Trump administration has a plan to close “Flores” loophole
By Jennifer G. Hickey | September 7, 2018
The Trump administration this week rolled out a 203-page proposal that aims to reform the Flores agreement to give broader authority to the Department of Homeland Security (DHS) to set the standards for the detention of illegal immigrant children.
The DHS and Department of Health and Human Services formulated the changes to the 1997 Flores Settlement Agreement, the federal consent decree that has determined children cannot be held for longer than 20 days.
In a statement issued on Thursday, DHS Secretary Kirstjen Nielsen argued that “legal loopholes significantly hinder the Department’s ability to appropriately detain and promptly remove family units that have no legal basis to remain in the country.”
She continued, “This rule addresses one of the primary pull factors for illegal immigration and allows the federal government to enforce immigration laws as passed by Congress.”

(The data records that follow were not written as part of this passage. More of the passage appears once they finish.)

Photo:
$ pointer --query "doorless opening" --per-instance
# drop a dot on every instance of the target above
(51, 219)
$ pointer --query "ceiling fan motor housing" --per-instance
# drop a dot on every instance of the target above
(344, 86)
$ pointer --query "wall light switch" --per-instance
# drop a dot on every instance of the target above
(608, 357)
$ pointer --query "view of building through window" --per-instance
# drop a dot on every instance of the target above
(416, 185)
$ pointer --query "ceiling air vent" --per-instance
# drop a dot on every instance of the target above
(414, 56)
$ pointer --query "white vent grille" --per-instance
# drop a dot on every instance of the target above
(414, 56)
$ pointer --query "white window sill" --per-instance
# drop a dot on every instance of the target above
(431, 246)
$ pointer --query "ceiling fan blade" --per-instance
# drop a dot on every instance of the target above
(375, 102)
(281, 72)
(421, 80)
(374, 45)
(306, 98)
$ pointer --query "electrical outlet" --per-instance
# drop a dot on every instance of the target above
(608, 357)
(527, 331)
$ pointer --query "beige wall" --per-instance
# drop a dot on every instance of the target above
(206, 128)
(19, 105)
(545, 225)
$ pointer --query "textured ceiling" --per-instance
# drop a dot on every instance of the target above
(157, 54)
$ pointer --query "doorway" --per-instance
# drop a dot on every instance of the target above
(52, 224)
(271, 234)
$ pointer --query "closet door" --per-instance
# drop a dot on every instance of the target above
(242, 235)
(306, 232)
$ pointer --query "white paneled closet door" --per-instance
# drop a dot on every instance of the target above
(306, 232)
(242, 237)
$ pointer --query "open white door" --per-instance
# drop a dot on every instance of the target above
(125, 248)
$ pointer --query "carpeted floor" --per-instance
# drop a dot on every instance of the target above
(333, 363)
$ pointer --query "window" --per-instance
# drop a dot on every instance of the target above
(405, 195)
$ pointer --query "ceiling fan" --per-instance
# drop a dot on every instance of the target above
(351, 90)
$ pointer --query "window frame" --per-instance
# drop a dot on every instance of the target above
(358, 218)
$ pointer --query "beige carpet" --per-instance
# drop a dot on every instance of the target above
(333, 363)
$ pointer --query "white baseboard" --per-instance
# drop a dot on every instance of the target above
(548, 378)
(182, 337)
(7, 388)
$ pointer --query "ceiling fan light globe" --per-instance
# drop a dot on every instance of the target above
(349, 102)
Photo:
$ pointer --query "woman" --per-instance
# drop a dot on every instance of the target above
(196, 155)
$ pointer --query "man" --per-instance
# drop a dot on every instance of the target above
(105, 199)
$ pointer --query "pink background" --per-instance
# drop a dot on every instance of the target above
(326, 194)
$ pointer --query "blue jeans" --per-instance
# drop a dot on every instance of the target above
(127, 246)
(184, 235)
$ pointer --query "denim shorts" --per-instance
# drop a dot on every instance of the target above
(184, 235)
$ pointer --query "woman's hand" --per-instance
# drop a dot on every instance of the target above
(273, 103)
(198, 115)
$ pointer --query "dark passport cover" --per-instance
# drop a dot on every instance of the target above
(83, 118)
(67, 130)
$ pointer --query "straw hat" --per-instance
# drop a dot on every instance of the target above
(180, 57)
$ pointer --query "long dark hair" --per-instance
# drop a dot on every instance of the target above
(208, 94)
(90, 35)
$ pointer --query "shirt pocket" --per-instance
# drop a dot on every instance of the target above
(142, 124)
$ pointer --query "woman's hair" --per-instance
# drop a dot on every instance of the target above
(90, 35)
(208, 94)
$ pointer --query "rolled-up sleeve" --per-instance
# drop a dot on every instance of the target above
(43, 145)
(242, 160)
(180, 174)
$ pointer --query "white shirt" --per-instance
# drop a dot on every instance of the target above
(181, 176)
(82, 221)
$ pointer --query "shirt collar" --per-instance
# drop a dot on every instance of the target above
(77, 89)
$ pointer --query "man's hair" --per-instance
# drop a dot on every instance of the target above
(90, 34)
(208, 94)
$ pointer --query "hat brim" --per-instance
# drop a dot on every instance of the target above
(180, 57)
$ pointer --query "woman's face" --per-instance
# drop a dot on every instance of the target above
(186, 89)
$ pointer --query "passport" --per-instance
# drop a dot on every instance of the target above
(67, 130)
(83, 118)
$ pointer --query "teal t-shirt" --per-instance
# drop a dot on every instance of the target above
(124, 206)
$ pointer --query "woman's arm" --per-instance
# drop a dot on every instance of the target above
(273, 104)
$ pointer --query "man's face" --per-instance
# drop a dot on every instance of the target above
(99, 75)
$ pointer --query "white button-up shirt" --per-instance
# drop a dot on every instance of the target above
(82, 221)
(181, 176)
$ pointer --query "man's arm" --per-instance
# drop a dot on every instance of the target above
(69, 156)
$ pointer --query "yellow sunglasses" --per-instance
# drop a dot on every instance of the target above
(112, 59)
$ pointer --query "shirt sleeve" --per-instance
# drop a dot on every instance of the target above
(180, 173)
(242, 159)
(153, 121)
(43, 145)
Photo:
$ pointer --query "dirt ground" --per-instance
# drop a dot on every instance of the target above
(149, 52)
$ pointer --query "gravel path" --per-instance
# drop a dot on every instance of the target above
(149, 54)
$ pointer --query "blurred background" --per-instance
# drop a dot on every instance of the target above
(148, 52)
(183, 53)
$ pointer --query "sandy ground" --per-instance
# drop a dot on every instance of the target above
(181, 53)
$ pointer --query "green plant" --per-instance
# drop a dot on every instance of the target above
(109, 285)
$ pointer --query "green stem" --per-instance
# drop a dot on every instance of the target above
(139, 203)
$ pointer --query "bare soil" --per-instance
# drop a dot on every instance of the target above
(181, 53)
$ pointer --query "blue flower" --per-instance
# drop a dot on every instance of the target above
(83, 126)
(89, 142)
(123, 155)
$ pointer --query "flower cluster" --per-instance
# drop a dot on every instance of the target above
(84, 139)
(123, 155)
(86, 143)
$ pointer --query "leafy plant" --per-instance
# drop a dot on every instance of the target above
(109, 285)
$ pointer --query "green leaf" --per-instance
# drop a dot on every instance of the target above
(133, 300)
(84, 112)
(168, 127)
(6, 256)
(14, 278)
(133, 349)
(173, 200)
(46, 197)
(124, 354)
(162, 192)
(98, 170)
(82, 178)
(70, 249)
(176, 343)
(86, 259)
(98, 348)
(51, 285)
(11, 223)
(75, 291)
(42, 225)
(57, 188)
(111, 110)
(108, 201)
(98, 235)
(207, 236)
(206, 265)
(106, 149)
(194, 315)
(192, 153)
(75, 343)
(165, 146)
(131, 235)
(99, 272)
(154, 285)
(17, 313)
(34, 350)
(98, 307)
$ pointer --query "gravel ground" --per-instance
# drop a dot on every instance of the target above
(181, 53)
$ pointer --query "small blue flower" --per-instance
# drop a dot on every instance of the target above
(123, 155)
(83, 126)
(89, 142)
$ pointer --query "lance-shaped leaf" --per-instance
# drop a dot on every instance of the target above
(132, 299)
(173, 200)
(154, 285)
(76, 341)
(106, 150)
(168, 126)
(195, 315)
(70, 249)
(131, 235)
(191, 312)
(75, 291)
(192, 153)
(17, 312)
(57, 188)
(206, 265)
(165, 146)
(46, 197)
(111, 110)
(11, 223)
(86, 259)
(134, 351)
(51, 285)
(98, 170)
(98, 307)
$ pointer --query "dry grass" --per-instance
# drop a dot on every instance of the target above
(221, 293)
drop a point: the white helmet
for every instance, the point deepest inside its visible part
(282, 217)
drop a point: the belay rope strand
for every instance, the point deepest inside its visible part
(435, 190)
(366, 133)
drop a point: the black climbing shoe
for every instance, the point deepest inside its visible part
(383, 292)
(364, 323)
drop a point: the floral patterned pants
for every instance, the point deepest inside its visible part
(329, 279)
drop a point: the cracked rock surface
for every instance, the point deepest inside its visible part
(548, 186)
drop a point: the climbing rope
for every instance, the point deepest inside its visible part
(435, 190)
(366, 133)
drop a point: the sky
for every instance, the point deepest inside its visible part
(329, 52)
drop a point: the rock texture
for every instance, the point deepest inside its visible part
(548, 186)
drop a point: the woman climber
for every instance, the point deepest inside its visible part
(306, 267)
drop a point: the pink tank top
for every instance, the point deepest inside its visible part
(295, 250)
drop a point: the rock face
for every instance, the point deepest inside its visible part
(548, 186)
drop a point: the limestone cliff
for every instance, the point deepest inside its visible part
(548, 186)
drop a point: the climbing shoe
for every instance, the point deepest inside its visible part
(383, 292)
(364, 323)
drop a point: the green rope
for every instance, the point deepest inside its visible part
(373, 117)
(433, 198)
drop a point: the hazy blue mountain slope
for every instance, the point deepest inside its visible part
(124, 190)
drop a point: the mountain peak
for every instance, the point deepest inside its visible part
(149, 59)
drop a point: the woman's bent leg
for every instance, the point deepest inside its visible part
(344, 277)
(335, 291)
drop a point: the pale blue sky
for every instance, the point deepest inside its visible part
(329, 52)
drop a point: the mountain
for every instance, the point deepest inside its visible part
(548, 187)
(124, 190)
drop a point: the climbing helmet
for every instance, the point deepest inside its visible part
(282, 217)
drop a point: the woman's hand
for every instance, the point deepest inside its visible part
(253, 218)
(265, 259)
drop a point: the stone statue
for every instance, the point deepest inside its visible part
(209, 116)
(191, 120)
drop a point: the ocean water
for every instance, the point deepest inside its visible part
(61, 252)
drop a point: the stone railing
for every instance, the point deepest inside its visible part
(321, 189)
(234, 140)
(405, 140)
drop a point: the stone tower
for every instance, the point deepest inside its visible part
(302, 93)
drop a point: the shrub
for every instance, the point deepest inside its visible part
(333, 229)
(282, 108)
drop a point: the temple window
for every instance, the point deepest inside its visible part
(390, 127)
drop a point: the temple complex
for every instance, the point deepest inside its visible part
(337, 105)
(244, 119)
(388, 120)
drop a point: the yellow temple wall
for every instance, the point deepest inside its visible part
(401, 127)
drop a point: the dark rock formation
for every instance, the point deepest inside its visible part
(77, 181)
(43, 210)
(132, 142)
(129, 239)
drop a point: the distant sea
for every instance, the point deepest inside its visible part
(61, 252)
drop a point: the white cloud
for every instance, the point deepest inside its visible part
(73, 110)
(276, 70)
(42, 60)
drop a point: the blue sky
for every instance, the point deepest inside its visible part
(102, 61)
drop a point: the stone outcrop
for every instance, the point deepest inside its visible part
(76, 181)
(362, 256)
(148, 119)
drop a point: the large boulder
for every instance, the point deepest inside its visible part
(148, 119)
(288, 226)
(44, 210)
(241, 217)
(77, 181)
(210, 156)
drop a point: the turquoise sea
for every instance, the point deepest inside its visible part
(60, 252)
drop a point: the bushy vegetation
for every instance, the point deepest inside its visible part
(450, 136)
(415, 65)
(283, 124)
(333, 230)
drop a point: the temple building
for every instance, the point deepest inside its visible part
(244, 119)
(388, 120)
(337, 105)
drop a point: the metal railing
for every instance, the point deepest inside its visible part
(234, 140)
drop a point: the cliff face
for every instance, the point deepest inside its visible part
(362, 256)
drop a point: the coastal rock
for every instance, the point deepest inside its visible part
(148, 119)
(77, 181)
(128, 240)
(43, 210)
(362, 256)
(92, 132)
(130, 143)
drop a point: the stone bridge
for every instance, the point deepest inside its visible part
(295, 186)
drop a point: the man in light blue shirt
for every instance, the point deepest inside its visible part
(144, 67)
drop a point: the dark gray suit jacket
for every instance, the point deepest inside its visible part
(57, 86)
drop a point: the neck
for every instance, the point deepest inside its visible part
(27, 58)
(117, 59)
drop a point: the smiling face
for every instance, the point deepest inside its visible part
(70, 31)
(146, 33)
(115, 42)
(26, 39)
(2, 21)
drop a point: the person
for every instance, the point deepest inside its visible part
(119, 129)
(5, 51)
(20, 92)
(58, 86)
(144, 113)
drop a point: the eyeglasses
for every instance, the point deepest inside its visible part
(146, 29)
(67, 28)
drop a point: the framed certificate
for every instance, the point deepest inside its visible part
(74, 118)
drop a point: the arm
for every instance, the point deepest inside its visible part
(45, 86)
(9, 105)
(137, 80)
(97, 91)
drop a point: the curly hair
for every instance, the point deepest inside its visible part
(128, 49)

According to the rulemaking, which was entered into the Federal Register on Sept. 7, the proposed regulations would “ensure that the regulations accomplish a sound and proper implementation of governing federal statutes, and set forth a sustainable operational model of immigration enforcement.”
As FAIR Take noted last month, Republican Sens. Charles Grassley (Iowa), Thom Tillis (N.C.), and Ted Cruz (Texas), argued in a a joint op-ed that “ one simple step which could have prevented the family separations we now decry: repealing the Flores v. Reno consent decree as it relates to families.”
The rules already are facing fierce resistance from open border advocates and their allies in Congress, and could be headed for the courts soon. FAIR will keep you updated on the progress of this rulemaking and on any action in Congress to codify changes to the Flores agreement.